Les Brèves

  • 90 €

    C’est le montant annuel de la « contribution » à payer à la place de la Sécurité sociale étudiante.

La fin des mutuelles étudiantes

Sécurité sociale

À la rentrée 2018-2019, les nouveaux étudiants rejoignent le régime général de sécurité sociale. D’après le Plan Étudiant, ils n’auront pas à cotiser auprès des mutuelles étudiantes mais devront s’acquitter d’une « contribution » lors de leur inscription à la fac.

claire seznec

Après avoir appris à utiliser Parcoursup, les bacheliers deviennent les nouveaux étudiants. Et ils continuent de vivre les évolutions du système étudiant français dès la rentrée universitaire : le Plan Étudiant met fin à la sécurité sociale étudiante et à la facturation d’un peu plus de 200 € dont s’acquittaient jusqu’alors les étudiants en début d’année. Concrètement, les dossiers ne seront plus gérés par les mutuelles étudiantes mais par le régime général de sécurité sociale : l’étudiant s’inscrivant pour la première fois dans un établissement d’enseignement supérieur restera assuré dans son actuel régime de protection sociale. Néanmoins, pour les personnes déjà étudiantes en 2017-2018, elles restent rattachées à leur mutuelle étudiante pendant un an. Le régime étudiant de sécurité sociale disparaîtra totalement au 31 août 2019.

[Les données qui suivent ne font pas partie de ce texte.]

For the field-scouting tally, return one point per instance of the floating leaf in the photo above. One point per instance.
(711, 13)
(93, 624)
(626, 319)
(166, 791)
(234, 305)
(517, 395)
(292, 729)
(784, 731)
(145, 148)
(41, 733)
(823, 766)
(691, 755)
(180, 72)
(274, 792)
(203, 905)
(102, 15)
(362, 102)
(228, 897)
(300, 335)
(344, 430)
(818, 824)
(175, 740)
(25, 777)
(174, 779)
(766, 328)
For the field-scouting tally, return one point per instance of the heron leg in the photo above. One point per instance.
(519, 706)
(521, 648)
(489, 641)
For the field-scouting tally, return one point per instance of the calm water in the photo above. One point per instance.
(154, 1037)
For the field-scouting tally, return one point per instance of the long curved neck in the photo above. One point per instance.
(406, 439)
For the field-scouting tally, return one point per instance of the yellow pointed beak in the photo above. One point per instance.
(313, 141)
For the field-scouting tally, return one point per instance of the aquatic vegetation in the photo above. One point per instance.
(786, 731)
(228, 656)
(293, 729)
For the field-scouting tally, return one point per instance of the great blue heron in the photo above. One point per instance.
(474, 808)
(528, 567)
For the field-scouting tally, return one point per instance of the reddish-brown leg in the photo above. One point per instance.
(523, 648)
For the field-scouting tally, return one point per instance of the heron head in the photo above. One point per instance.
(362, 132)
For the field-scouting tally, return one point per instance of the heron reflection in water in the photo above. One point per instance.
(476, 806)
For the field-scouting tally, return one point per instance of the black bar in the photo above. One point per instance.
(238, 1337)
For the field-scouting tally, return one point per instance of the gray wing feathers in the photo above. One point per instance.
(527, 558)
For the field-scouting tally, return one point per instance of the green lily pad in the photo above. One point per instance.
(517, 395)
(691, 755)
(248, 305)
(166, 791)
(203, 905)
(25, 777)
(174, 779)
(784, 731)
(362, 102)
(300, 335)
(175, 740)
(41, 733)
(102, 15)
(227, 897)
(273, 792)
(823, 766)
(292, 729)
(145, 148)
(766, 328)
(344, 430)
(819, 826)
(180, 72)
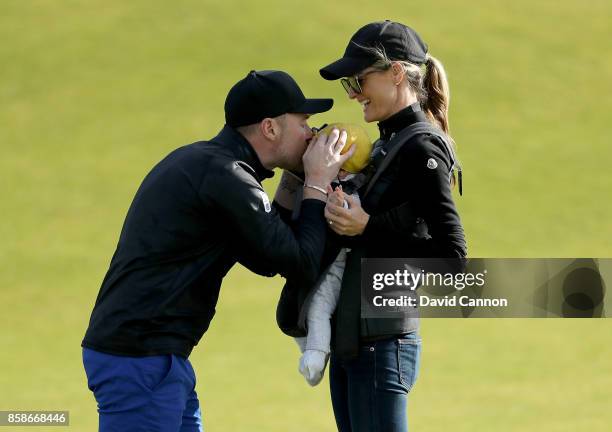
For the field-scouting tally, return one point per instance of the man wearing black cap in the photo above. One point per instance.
(198, 212)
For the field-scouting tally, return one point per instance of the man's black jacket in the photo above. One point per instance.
(197, 213)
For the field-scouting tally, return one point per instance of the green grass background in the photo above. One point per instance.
(94, 93)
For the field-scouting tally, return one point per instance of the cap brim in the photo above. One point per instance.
(314, 106)
(346, 66)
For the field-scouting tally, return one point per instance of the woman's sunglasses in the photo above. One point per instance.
(353, 83)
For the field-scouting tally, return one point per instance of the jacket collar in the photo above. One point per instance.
(398, 121)
(238, 145)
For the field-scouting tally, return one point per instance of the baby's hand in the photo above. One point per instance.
(312, 366)
(336, 196)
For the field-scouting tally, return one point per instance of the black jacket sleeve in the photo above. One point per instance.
(265, 244)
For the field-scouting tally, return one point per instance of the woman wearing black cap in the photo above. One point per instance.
(406, 210)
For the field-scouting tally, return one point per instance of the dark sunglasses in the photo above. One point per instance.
(353, 83)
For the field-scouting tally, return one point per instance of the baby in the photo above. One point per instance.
(315, 347)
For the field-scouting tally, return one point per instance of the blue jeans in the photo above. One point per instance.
(369, 393)
(155, 393)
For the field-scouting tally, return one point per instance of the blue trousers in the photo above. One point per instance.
(155, 393)
(370, 392)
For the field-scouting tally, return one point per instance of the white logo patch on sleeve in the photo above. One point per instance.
(266, 201)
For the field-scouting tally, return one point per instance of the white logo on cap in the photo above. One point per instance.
(266, 201)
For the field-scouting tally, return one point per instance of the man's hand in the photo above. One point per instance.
(287, 189)
(322, 159)
(349, 221)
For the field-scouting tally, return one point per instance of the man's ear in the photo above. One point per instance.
(269, 128)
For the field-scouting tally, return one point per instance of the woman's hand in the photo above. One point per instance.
(349, 221)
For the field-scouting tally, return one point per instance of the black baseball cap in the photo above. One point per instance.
(268, 93)
(399, 42)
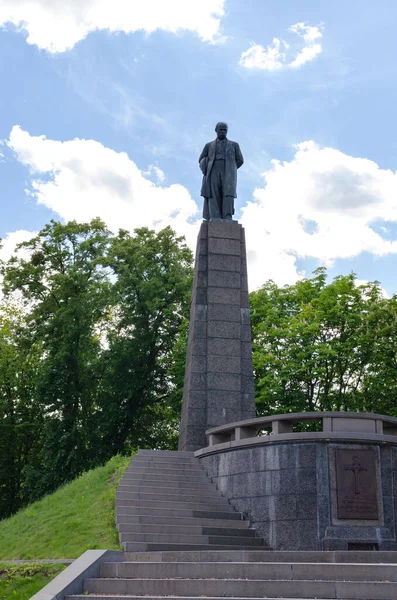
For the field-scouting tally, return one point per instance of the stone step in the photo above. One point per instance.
(171, 496)
(241, 570)
(159, 503)
(123, 511)
(173, 467)
(267, 555)
(144, 547)
(129, 597)
(162, 459)
(244, 588)
(169, 538)
(166, 476)
(172, 453)
(165, 487)
(177, 528)
(182, 521)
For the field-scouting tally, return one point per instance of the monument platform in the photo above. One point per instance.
(332, 489)
(219, 381)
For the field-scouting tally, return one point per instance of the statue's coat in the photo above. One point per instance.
(233, 161)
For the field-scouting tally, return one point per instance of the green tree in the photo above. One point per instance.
(21, 417)
(320, 346)
(152, 298)
(66, 292)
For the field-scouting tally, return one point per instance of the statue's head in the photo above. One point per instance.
(221, 130)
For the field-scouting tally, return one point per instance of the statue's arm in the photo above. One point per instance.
(239, 156)
(204, 153)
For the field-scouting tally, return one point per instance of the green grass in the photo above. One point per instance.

Certes, le nouvel étudiant n’aura plus à débourser 217 € à la rentrée et ne sera plus submergé par l’administratif qui en découle. Mais il devra tout de même verser une contribution annuelle de 90 €. Seuls sont exemptés de cette somme les boursiers du CROUS et les étudiants bénéficiant du statut de réfugiés. Selon le projet de loi du gouvernement, l’argent récolté est destiné à « favoriser l’accueil et l’accompagnement social, sanitaire, culturel et sportif des étudiants ».

Informer sur la santé

Jusqu’à présent, deux mutuelles étudiantes majeures ont géré les dossiers des universitaires : la Smerep et la LMDE. Pour la première, une partie de son activité est désormais obsolète. Selon la direction générale de l’organisme, un engagement a été pris afin que le régime générale récupère une partie des salariés de la Smerep. Quant à la LMDE, elle avait déjà légué son activité de traitement des dossiers à l’Assurance maladie. Néanmoins, elle prétend qu’avec la réforme, les étudiants vont « perdre en autonomie ». D’autant que selon le rapport 2018 de la Smerep sur la santé des étudiants et des lycéens, « 83 % des étudiants ne vont pas systématiquement chez le médecin lorsqu’ils sont malades ». Plus « grave », 73 % d’entre eux ne consultent pas de spécialiste lorsqu’ils en ont besoin. Cette année, le rapport apporte une nouvelle donnée, non traitée jusqu’à présent : l’utilisation du smartphone. Les chiffres sont, une fois encore, alarmants : 20 % des étudiants passent plus de six heures par jour sur leur téléphone et 30 % le consultent dès le réveil. Pourtant, la moitié d’entre eux estiment que cette utilisation nuit à leur concentration et à leur sommeil…

Les Brèves

  • C’est quoi le Plan Étudiant ?

    Parmi les décisions du Plan Étudiant, réforme qui entre en vigueur à la rentrée scolaire et universitaire, se trouvent les aides financières aux étudiants : les bourses sur critères sociaux seront notamment versées à date fixe, le 5 de chaque mois à partir d’octobre 2018 et pendant dix mois ; et des aides spécifiques doivent être mises en place pour accompagner la mobilité dans l’enseignement supérieur.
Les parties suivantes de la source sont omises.